Et de manière encore plus claire le juge du référé précontractuel du Tribunal administratif de Versailles dans son ordonnance du 21 septembre 2020 : « Si la société requérante fait valoir qu’une telle méthode de notation des offres a des conséquences disproportionnées [……..] ce niveau d’élimination est clairement en rapport avec l’objet du marché et vise à garantir l’aptitude des prestations à satisfaire la fonction qui leur est assignée, dans les conditions particulières prévues par les documents de la consultation eu égard aux contraintes architecturales et historiques à respecter et à l’objet des prestations qui concerne un des plus grands trésors du patrimoine français ».

Tout est donc affaire d’appréciation d’un juste équilibre entre le niveau d’élimination du critère de la valeur technique et la technicité des prestations attendues par l’acheteur public. Compte tenu de la motivation retenue par le juge dans cette affaire, il est permis de considérer que la solution n’aurait pas été la même face à des prestations de services ne présentant aucune particularité ou complexité technique.

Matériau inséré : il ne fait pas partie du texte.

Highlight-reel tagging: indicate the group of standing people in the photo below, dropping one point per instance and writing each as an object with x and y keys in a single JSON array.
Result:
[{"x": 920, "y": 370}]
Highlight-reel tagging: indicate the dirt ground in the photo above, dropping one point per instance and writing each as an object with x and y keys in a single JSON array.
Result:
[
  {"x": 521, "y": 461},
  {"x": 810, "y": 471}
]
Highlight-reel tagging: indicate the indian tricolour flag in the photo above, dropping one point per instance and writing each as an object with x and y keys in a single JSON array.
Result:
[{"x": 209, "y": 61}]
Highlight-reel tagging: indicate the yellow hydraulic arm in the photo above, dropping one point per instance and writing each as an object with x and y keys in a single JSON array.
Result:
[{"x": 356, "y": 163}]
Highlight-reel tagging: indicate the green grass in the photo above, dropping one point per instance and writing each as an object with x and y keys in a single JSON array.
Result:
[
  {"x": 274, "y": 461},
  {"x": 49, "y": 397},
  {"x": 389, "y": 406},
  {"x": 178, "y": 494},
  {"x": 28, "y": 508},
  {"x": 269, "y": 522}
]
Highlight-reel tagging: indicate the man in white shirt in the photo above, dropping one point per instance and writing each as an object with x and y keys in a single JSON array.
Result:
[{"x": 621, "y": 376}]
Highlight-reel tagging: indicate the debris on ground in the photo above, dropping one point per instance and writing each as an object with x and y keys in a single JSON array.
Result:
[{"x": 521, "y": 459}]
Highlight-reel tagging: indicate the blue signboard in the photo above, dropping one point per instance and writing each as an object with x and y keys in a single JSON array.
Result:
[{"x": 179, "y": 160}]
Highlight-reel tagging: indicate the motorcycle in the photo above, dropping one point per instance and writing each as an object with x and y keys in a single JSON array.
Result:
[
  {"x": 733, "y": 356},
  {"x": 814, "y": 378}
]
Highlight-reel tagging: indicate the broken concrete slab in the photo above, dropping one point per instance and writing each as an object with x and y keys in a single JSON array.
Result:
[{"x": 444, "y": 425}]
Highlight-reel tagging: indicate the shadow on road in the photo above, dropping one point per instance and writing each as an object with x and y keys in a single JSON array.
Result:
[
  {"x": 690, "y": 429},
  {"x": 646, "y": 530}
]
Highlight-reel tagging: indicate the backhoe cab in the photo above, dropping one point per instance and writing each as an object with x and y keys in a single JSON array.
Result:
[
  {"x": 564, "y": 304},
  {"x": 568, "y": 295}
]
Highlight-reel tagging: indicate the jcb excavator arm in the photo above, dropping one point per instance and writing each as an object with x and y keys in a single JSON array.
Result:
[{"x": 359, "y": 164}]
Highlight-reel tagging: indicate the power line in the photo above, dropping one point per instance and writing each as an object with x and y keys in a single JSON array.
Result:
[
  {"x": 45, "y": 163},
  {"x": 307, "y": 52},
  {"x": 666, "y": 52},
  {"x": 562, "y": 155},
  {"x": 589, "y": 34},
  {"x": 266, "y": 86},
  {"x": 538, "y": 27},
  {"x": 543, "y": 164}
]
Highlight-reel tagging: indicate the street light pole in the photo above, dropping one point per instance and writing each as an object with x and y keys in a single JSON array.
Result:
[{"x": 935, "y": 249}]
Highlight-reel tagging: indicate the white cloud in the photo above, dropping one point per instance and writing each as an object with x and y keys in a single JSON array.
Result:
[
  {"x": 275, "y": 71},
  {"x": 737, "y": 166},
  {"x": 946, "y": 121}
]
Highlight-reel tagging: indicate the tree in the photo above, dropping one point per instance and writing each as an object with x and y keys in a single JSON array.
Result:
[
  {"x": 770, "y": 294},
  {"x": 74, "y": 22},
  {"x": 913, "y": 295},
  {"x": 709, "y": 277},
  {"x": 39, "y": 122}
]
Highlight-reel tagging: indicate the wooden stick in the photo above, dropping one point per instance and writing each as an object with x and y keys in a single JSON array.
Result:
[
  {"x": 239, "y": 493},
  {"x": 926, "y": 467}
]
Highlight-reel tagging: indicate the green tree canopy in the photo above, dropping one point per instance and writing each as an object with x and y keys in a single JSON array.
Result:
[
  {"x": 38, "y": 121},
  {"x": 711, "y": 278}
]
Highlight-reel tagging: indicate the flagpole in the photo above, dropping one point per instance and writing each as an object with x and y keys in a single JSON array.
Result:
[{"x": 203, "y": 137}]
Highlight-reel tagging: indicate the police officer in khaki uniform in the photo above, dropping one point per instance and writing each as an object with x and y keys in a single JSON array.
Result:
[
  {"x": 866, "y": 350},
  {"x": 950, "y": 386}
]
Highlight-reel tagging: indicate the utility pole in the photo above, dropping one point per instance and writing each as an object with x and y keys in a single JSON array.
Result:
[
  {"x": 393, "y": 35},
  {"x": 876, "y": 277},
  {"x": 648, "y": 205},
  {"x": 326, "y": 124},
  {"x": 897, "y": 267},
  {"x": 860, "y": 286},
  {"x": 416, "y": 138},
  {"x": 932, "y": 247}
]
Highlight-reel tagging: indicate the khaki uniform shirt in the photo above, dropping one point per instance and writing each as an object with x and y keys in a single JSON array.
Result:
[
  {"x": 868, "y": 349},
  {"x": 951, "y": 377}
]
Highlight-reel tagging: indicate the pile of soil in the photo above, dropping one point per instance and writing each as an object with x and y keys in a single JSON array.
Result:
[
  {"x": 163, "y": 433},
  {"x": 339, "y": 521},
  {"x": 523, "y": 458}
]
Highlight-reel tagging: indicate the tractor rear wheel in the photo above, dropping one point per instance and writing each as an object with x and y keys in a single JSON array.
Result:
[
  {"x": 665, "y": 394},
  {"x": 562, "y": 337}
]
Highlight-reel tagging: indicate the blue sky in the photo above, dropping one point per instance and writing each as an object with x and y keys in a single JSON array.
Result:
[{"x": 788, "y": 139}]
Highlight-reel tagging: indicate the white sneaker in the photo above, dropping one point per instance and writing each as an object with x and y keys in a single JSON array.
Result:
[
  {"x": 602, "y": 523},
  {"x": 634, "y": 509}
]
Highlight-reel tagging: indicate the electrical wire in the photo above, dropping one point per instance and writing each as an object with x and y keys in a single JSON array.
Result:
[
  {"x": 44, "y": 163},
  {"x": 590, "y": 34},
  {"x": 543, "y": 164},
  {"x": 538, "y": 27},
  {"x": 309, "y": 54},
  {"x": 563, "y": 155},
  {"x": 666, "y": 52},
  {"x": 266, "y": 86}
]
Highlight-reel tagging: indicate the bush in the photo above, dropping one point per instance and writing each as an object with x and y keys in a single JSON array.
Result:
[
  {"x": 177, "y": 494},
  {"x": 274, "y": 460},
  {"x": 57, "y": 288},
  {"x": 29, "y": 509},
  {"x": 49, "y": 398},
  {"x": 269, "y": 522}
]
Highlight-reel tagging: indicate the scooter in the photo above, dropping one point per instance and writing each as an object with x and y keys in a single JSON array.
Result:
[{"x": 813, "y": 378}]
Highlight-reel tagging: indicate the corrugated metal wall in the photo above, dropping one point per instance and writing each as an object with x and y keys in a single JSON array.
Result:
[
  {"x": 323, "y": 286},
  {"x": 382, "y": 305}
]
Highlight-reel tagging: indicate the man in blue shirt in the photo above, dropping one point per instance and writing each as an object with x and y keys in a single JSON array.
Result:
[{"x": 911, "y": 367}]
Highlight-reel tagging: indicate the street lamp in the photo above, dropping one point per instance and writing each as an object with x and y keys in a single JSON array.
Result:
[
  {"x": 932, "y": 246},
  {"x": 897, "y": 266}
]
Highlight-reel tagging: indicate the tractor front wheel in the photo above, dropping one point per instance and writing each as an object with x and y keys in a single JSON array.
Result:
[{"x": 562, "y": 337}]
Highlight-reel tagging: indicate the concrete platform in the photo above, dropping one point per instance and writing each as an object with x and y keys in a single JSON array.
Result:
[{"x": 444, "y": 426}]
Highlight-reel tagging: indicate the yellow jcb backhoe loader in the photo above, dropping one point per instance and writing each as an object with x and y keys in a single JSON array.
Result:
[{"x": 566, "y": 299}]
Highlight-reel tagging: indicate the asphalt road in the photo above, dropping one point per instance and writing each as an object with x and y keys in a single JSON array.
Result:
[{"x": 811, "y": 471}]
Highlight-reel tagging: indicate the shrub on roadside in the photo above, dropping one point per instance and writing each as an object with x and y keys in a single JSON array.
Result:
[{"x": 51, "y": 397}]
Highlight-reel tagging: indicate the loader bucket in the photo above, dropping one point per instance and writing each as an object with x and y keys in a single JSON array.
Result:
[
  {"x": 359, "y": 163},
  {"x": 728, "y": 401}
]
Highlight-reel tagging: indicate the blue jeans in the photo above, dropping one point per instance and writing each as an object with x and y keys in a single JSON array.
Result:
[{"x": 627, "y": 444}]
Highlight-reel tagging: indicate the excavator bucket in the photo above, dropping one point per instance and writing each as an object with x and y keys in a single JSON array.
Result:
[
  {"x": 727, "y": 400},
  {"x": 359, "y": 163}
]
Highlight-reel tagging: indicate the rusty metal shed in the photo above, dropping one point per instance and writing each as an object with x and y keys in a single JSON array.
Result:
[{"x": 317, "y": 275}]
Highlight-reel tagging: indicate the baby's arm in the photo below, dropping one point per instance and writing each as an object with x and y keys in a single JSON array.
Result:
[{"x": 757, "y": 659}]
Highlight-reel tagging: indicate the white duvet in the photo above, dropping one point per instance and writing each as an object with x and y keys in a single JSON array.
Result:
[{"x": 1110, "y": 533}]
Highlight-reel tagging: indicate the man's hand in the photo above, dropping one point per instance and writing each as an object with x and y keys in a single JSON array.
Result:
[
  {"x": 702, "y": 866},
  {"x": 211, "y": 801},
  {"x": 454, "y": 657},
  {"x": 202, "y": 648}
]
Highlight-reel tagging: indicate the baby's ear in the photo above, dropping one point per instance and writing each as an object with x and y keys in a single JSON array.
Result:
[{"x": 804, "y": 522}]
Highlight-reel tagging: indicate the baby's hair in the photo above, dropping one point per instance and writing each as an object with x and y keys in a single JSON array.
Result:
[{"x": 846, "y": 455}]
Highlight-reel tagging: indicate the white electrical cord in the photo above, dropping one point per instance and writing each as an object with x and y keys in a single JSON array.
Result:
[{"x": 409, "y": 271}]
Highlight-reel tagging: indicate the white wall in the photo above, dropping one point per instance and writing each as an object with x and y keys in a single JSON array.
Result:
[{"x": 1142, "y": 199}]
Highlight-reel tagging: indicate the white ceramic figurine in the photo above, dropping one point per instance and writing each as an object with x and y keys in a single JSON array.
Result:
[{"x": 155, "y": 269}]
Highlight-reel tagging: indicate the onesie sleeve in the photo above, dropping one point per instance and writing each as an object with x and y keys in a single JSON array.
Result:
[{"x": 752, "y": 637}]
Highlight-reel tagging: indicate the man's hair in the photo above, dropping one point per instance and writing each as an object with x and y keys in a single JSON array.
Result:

 TA Versailles, Ord.21 septembre 2020, Sté Atelier Jean-Baptiste Chapuis, n°2005666

 Considérant ce qui suit :

  1. Aucun texte ni aucun principe n’interdit à l’acheteur de prévoir l’attribution d’une note éliminatoire dès lors que cette information a été portée à la connaissance de l’ensemble des candidats. En l’espèce, il résulte de l’instruction que les offres des entreprises soumissionnaires devaient être appréciées à l’aune des deux critères définis à l’article 5.2 du règlement de la consultation litigieuse, à savoir d’une part, le prix des prestations, pondéré à 30 %, d’autre part, la valeur technique des offres, pondérée à 70 %, apprécié suivant trois sous-critères techniques, eux-mêmes affectés d’une pondération. Le même article prévoit également l’élimination de toute offre obtenant une note inférieure à 35/70 pour la valeur technique.
  2. D’une part, si la société requérante fait valoir qu’une telle méthode de notation des offres a des conséquences disproportionnées, dès lors qu’elle peut avoir pour effet de priver l’offre économiquement la plus avantageuse de toute possibilité d’obtenir le marché et qu’elle aboutit à neutraliser la pondération du critère prix, l’objet d’une telle méthode est, précisément, d’éliminer les offres non conformes sans procéder alors à leur classement par application des autres critères et sous-critères de notation.
  3. D’autre part, ce niveau d’élimination est clairement en rapport avec l’objet du marché et vise à garantir l’aptitude des prestations à satisfaire la fonction qui leur est assignée, dans les conditions particulières prévues par les documents de la consultation eu égard aux contraintes architecturales et historiques à respecter et à l’objet des prestations qui concerne un des plus grands trésors du patrimoine français.

[……]

  1. Ainsi, et contrairement à ce que soutient la requérante, le moyen tiré de l’irrégularité du mécanisme de note éliminatoire ne peut qu’être écarté et l’acheteur public ne peut pas être regardé comme ayant manqué à ses obligations de transparence ou de respect du principe d’égalité.